Essays in Biochemistry

Pseudogenes as regulators of biological function

Ryan C. Pink, David R.F. Carter


A pseudogene arises when a gene loses the ability to produce a protein, which can be due to mutation or inaccurate duplication. Previous dogma has dictated that because the pseudogene no longer produces a protein it becomes functionless and evolutionarily inert, being neither conserved nor removed. However, recent evidence has forced a re-evaluation of this view. Some pseudogenes, although not translated into protein, are at least transcribed into RNA. In some cases, these pseudogene transcripts are capable of influencing the activity of other genes that code for proteins, thereby altering expression and in turn affecting the phenotype of the organism. In the present chapter, we will define pseudogenes, describe the evidence that they are transcribed into non-coding RNAs and outline the mechanisms by which they are able to influence the machinery of the eukaryotic cell.

  • non-coding RNA
  • pseudogene
  • RNA
  • transcription


A pseudogene is generally defined as a copy of a gene that has lost the capacity to produce a functional protein. They were first discovered in the 1970s when a copy of the 5S rRNA gene was found in Xenopus laevis with homology to the active gene, but with a clear truncation that rendered it non-functional [1]. Sporadic discovery and characterization of pseudogenes over the following 20 years has revealed a number of mechanisms for pseudogene formation [2]. Unitary pseudogenes are formed when spontaneous mutations occur in a coding gene that abolish either transcription or translation (Figure 1A) [3]. A second class of pseudogene, the duplicated pseudogene (Figure 1B), is formed when replication of the chromosome is performed incorrectly [2]. Such duplication events often lead to the formation of functional gene families, such as those found in the Hox gene clusters, but if part of the gene is not faithfully copied then these can lead to frameshift mutations or the loss of a promoter or enhancer, thus resulting in a non-functional duplicated pseudogene. The final class, known as the processed pseudogene (Figure 1C), is formed when an mRNA molecule is reverse-transcribed and integrated into a new location in the parental genome [4]. Because processed pseudogenes are produced from mRNA, they usually lack introns and a promoter, and are therefore only transcribed if they become integrated close to a pre-existing promoter [5].

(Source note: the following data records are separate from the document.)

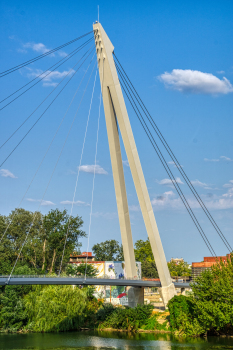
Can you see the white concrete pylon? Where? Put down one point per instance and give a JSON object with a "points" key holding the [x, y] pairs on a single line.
{"points": [[115, 111]]}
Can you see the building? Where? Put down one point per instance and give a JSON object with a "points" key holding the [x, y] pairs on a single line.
{"points": [[81, 257], [111, 270], [199, 267], [177, 260]]}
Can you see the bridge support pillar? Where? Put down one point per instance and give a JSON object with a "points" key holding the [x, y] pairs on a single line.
{"points": [[166, 293], [182, 291], [135, 296]]}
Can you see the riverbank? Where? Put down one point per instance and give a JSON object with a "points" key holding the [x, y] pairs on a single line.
{"points": [[95, 340]]}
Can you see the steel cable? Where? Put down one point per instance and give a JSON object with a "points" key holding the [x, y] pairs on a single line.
{"points": [[71, 54], [169, 172], [26, 63], [176, 162], [47, 186], [41, 102], [47, 150], [43, 113]]}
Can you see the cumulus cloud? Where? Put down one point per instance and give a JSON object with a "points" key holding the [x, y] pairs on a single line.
{"points": [[93, 168], [79, 203], [108, 216], [176, 166], [196, 82], [125, 162], [134, 208], [7, 173], [49, 78], [230, 184], [168, 182], [222, 158], [169, 200], [201, 184], [43, 202], [41, 48]]}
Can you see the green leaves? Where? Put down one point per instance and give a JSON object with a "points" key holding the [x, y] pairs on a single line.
{"points": [[108, 251], [210, 308]]}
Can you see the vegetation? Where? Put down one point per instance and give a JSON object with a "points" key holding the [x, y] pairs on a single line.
{"points": [[81, 270], [181, 268], [44, 246], [210, 308], [108, 251], [130, 319]]}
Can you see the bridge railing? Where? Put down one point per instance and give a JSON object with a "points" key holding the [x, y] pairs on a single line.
{"points": [[70, 276]]}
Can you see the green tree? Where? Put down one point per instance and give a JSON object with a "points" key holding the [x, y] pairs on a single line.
{"points": [[109, 250], [143, 253], [210, 307], [179, 268], [81, 270]]}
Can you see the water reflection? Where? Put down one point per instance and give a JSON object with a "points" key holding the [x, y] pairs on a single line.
{"points": [[109, 341]]}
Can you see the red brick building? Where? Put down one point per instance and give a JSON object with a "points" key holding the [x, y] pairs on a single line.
{"points": [[198, 268]]}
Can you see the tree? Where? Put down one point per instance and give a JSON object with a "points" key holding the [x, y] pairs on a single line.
{"points": [[108, 251], [210, 306], [81, 270], [143, 253], [179, 269], [43, 237]]}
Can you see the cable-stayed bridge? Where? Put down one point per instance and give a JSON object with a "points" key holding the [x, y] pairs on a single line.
{"points": [[114, 82]]}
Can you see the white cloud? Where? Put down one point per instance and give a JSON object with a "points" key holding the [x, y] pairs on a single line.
{"points": [[7, 173], [108, 216], [201, 184], [230, 184], [176, 166], [168, 182], [134, 208], [49, 76], [93, 168], [79, 203], [222, 158], [170, 200], [43, 202], [125, 162], [196, 82], [40, 48]]}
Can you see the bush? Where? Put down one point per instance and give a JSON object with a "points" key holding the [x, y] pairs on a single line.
{"points": [[210, 308], [130, 319], [182, 316], [59, 308]]}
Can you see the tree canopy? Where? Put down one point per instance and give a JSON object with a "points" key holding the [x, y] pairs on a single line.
{"points": [[44, 245], [109, 250]]}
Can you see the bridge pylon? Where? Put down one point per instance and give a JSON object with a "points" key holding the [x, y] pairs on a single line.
{"points": [[116, 114]]}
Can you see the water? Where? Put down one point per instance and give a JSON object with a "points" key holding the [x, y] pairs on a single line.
{"points": [[107, 341]]}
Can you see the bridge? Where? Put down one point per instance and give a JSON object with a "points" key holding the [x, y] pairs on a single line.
{"points": [[74, 281], [114, 81]]}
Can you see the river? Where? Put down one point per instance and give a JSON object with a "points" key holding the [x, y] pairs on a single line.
{"points": [[107, 341]]}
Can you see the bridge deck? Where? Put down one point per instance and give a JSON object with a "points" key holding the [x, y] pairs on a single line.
{"points": [[83, 281]]}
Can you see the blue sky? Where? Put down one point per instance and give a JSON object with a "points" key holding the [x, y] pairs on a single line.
{"points": [[178, 55]]}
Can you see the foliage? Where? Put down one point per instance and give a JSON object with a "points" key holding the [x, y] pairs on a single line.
{"points": [[44, 246], [58, 308], [13, 315], [213, 292], [149, 269], [210, 308], [81, 269], [152, 323], [108, 251], [130, 319], [143, 253], [179, 269], [182, 316]]}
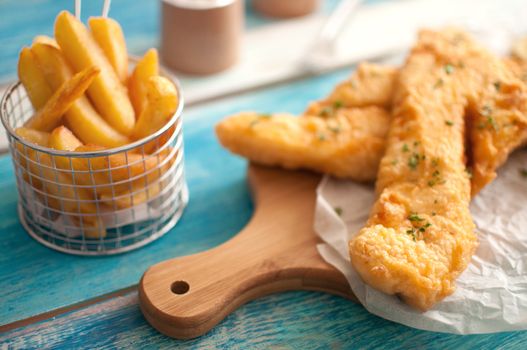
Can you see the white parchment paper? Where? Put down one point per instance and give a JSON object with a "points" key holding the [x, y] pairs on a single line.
{"points": [[491, 295]]}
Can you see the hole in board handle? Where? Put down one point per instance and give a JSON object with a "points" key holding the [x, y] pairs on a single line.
{"points": [[179, 287]]}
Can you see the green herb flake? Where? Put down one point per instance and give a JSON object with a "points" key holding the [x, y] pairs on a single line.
{"points": [[415, 217], [326, 111], [411, 232], [492, 123], [449, 69], [413, 161]]}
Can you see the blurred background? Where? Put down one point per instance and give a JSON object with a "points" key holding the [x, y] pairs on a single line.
{"points": [[271, 49]]}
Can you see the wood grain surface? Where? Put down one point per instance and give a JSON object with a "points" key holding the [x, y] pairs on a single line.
{"points": [[185, 297], [291, 320], [219, 207]]}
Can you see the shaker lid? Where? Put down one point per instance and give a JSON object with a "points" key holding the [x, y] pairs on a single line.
{"points": [[199, 4]]}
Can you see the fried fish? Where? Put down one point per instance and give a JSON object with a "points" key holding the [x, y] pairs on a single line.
{"points": [[373, 85], [420, 235], [343, 135]]}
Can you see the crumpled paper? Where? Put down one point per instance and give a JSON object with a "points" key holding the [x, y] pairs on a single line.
{"points": [[491, 295]]}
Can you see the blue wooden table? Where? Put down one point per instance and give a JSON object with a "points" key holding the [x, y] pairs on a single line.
{"points": [[50, 299]]}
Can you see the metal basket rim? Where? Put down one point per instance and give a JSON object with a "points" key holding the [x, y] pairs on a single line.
{"points": [[106, 152]]}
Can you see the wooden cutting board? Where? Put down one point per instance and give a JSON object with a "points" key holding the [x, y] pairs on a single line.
{"points": [[186, 297]]}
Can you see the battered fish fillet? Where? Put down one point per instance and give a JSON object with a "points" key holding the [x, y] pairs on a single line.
{"points": [[420, 235], [343, 135], [348, 144], [373, 84], [370, 85]]}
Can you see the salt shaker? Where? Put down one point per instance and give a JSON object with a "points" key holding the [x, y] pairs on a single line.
{"points": [[201, 36]]}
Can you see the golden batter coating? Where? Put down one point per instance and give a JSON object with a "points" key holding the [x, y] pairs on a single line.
{"points": [[347, 144], [373, 84], [370, 85], [333, 136], [420, 235]]}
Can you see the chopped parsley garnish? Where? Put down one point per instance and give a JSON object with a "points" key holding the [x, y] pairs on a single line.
{"points": [[449, 69], [423, 228], [326, 111], [492, 123], [497, 85], [413, 161], [335, 129], [415, 217]]}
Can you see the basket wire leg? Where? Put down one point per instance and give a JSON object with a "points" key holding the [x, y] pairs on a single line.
{"points": [[61, 203], [97, 209]]}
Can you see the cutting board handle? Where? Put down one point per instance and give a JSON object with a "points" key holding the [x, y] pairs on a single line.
{"points": [[185, 297]]}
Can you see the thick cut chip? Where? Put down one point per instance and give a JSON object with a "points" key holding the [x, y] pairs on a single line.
{"points": [[107, 93], [49, 116], [162, 103], [33, 79], [146, 68], [81, 118], [109, 35]]}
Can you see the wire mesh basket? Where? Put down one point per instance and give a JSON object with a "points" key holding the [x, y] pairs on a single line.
{"points": [[100, 202]]}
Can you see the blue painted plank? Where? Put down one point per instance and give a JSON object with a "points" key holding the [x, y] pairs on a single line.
{"points": [[44, 280], [293, 320]]}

Figure 1. Different classes of pseudogene

(A) A unitary pseudogene is formed when a spontaneous mutation occurs in a coding gene. Such mutations may ablate transcription from the promoter or cause premature stop codons or frameshifts to occur. (B) A duplicated pseudogene is formed when a gene is duplicated, but in such a way that mutations in the copy prevent formation of a protein. (C) Processed pseudogenes arise when DNA is transcribed into RNA, which is then reverse-transcribed into copy DNA (cDNA) and integrated into the genome. Such pseudogenes often lack promoter activity and may have deletions or truncations that prevent protein formation. Closed boxes depict exons; open boxes depict introns; ‘X’ shows a mutation that prevents the DNA from being able to make a protein.

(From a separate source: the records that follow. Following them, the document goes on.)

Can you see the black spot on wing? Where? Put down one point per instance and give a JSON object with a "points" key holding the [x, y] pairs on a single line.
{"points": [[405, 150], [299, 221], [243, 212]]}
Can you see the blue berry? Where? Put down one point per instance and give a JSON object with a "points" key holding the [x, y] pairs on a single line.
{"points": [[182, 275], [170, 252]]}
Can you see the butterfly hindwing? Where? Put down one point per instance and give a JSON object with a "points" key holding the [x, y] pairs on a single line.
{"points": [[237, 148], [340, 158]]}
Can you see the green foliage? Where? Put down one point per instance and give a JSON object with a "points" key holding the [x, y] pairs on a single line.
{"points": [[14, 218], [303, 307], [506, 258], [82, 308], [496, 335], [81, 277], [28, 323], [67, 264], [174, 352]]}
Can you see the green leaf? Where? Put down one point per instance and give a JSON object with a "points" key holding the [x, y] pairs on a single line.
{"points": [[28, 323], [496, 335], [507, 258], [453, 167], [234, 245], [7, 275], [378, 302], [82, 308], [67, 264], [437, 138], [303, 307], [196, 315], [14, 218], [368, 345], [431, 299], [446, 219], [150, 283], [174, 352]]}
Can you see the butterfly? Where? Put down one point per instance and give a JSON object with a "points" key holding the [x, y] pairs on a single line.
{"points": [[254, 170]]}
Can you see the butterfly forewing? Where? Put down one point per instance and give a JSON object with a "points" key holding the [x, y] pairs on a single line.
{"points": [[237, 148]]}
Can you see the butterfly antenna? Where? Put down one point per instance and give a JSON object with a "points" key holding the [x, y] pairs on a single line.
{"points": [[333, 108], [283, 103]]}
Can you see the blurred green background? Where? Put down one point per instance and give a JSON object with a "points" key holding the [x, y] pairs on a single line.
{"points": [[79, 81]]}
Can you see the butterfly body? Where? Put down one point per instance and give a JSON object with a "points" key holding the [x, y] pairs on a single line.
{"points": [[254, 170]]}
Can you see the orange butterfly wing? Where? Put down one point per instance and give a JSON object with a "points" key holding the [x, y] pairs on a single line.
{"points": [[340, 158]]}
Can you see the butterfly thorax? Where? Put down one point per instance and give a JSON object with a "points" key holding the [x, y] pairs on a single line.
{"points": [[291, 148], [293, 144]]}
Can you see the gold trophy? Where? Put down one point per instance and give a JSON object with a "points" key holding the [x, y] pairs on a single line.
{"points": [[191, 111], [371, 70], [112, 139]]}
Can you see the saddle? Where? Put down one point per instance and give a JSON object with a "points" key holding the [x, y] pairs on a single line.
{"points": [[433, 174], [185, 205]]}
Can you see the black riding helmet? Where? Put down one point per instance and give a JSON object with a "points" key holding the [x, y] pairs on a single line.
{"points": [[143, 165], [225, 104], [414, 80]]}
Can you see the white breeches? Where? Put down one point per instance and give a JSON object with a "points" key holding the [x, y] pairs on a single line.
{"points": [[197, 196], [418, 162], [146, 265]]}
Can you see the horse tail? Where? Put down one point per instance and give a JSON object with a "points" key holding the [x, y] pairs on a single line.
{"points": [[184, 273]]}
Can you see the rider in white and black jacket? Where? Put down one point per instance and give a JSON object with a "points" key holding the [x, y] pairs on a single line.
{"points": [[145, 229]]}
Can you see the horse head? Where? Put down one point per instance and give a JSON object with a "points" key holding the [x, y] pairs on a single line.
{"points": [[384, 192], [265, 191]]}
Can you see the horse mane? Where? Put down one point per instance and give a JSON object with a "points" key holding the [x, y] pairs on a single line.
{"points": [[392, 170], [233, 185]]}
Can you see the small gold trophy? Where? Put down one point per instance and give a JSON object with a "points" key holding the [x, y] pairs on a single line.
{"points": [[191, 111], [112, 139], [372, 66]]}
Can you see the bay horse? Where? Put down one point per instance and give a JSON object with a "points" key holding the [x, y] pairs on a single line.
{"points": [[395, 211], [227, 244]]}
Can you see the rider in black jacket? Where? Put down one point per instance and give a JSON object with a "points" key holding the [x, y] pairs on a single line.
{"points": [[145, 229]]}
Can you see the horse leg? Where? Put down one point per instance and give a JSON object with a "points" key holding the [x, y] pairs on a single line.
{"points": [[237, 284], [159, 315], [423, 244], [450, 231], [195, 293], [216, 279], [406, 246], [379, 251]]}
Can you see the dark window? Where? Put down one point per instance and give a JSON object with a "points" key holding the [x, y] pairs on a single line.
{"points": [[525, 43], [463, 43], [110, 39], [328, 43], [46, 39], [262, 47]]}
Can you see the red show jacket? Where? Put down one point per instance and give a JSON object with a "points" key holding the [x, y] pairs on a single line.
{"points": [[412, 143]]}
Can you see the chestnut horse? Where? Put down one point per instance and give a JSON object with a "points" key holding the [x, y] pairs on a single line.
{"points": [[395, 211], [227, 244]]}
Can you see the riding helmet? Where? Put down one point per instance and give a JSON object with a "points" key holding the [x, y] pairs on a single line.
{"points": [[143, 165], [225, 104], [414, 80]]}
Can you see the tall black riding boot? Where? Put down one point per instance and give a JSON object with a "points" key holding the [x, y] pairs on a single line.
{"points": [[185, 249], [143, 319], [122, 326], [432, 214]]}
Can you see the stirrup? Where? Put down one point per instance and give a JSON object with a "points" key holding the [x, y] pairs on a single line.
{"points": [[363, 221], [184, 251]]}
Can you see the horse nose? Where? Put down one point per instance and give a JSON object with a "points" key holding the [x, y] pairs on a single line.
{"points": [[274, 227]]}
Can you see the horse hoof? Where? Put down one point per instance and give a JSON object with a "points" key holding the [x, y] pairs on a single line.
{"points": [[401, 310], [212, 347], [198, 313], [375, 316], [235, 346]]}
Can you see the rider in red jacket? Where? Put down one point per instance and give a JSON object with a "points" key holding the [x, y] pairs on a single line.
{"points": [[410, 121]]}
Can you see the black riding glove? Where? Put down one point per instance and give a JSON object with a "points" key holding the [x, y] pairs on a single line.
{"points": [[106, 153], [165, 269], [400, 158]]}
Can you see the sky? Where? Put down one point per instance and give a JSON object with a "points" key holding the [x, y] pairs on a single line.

The sequencing of a range of genomes, including the human genome, has revealed the extent of pseudogene abundance [68]. Estimates for the number of human pseudogenes range from 10000 to 20000, making them almost as prevalent as coding genes [9]. The majority of these are processed pseudogenes [68] and fewer than 100 are unitary pseudogenes [3]. Interestingly, the processed pseudogenes found in the human genome have been formed from just 10% of the coding genes [6,8], suggesting that either not all genes are capable of producing processed pseudogenes, or that only the processed pseudogenes produced by certain types of gene are selected for by evolution. The types of genes that produce processed pseudogenes are predominantly highly expressed housekeeping genes or shorter RNAs such as genes encoding ribosomal proteins [10]. It is of note that whereas mammalian genomes are particularly well endowed with pseudogene numbers [9], they are by no means the only species that harbour them. Pseudogenes have been found in various species [11], including bacteria, plants, insects and nematode worms, examples of which can be found in various databases [12].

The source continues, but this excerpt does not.